The Chicago Tribune featured a news item yesterday – “Microsoft tests subscription pricing for Office”. It’s no secret that Microsoft is moving Office from a software to a service platform to ward off competition from other services like Google Docs, Zoho etc. Now, instead of paying USD 150 and upwards for an Office Home edition, people can subscribe to Office on a pay-as-you-go model.
I don’t think Microsoft will be successful at penetrating the market with this paid subscription model, especially in a scenario where competitors like Google Docs are offering the product free-of-cost and allow an offline/online service. There is no differentiation here.
For a value investor, other than assets, and price-earning, the business model and consequent advantages are very important. Warren Buffett found brilliant business models in GEICO and NetJets – bigger moats than PEs or NCAVs by his own revelation. As I question Microsoft’s business model (and it’s advantages) on launching a subscription based model … the importance of pricing comes to the fore-front.
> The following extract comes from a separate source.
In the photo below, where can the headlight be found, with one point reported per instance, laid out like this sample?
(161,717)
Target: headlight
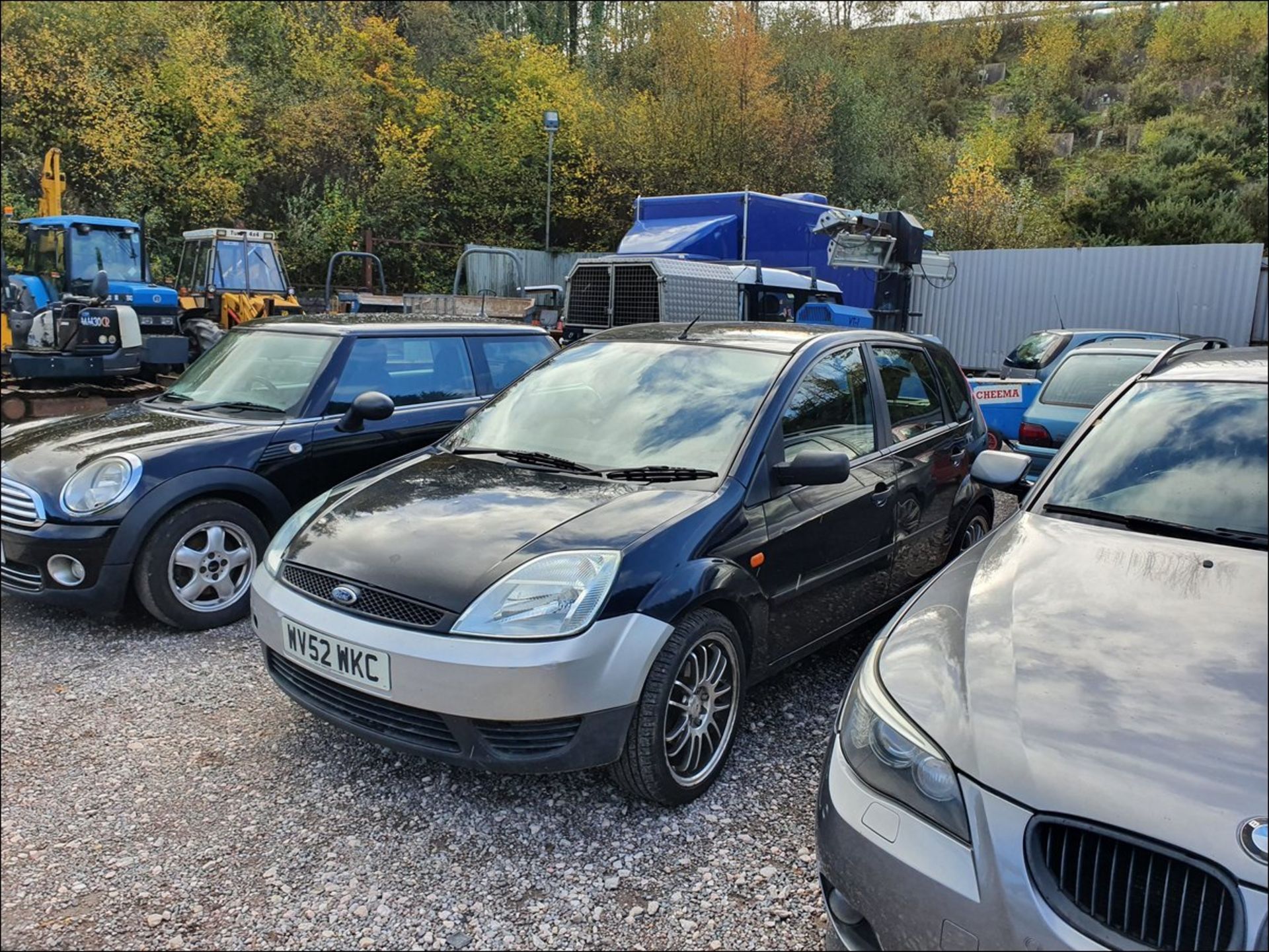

Pricing innovations have been in plenty in the Indian market –
– Reliance Communication’s Rs.500-per-month mobile pricing plan
– Deccan’s low cost venture caught Jet Airways and Indian Airlines off-guard
– Reliance Money flat fee broking accounts gave sweat beads to established players like ICICI Direct and Indiabulls
– ICICI Money2India remittance services played similar tricks with free money transfers from US (at the expense of money transfer branch)
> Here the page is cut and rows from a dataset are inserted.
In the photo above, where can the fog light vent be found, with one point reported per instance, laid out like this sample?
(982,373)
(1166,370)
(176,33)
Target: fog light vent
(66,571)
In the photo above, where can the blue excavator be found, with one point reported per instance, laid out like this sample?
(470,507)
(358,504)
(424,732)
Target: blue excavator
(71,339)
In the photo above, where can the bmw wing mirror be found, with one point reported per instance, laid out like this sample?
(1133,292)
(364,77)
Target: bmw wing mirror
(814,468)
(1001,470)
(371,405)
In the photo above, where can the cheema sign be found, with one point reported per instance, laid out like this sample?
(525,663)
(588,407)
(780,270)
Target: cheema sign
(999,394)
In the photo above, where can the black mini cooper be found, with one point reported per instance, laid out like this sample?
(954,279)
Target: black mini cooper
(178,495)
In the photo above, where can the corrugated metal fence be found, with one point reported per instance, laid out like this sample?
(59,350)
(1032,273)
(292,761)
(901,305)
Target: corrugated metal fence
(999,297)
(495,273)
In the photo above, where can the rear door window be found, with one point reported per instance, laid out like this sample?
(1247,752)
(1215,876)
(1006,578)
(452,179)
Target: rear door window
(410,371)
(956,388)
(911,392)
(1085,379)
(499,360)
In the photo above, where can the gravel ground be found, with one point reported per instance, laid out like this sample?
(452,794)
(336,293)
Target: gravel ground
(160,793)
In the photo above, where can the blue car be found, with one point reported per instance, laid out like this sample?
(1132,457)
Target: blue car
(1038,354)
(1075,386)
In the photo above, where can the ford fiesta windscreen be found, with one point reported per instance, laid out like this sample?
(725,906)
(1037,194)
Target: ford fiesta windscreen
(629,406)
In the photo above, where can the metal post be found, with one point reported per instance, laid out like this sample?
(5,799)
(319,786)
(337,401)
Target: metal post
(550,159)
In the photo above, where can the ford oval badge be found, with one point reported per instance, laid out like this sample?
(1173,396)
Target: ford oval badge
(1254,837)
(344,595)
Notice the common thread … all four examples listed here are services (or products converted to services).
So if Xerox could lease their copier machines and charge a royalty .. why cant a similar thing happen in the consumer durable space? Why cant an LG start installing air-conditioners at residences on a pay-as-you-go model? Say, consumers pay Rs. 1,000 per month (for a Rs. 20,000 unit) and LG will take back the unit when the consumer doesn’t want the “service” any longer. The consumer always has the option of keeping the entire unit for himself at a certain agreed price, which can further be financed.
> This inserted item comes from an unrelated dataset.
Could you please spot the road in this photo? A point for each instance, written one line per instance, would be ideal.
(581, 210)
Similarly, let me use the Reliance flat broking fees model on say, movie theaters. So the next time you go to a PVR, you don’t need to buy a ticket. You can flash you Rs. 600 per month movie pass and walk in. Of course, you will need to book a seat in advance using the PVR website. From a PVR point of view – they get fixed rental income for their theater seats (now, not worrying about capacity or selling seats at a lower cost). For one, I don’t understand why anyone can’t enter a movie theater without purchasing a ticket. Can’t I just walk in for having a cup of coffee there? (especially when everyone is watching a movie). Incidentally, this also means more revenue for theaters !
A case study : Netflix and Blockbuster
Alternate pricing models are not new, but what scares me is it’s ability to disrupt industries (and more importantly, my stock value). Take the Netflix v/s Blockbuster case. In May 2002 Blockbuster was trading at USD 30.00, when Netflix (with a USD 76 mm revenue and a disruptive business model) brought out it’s IPO. By Dec 2002, the Blockbuster stock was down to USD 13.00 and by Dec 2006, Blockbuster was trading at USD 5.00.
Currently the stock is priced at USD 2.88. This is irrespective of the fact that Blockbuster makes 4 times more revenue than Netflix and makes 400% more EBITDA. Inversely, Blockbuster’s m-cap trails that of Netflix by over 40%.
Ironically, 5 or 10 years from now, it’s quite possible that nobody will be renting DVD from a website (Netflix) or a store (Blockbuster). Today’s cable companies seem to have a powerful distribution network via the on-demand model, and there is no reason to think that every movie that Blockbuster and Netflix have could be part of a mass digital library, accessible to every customer who has a cable box. That’s the next phase of disruption!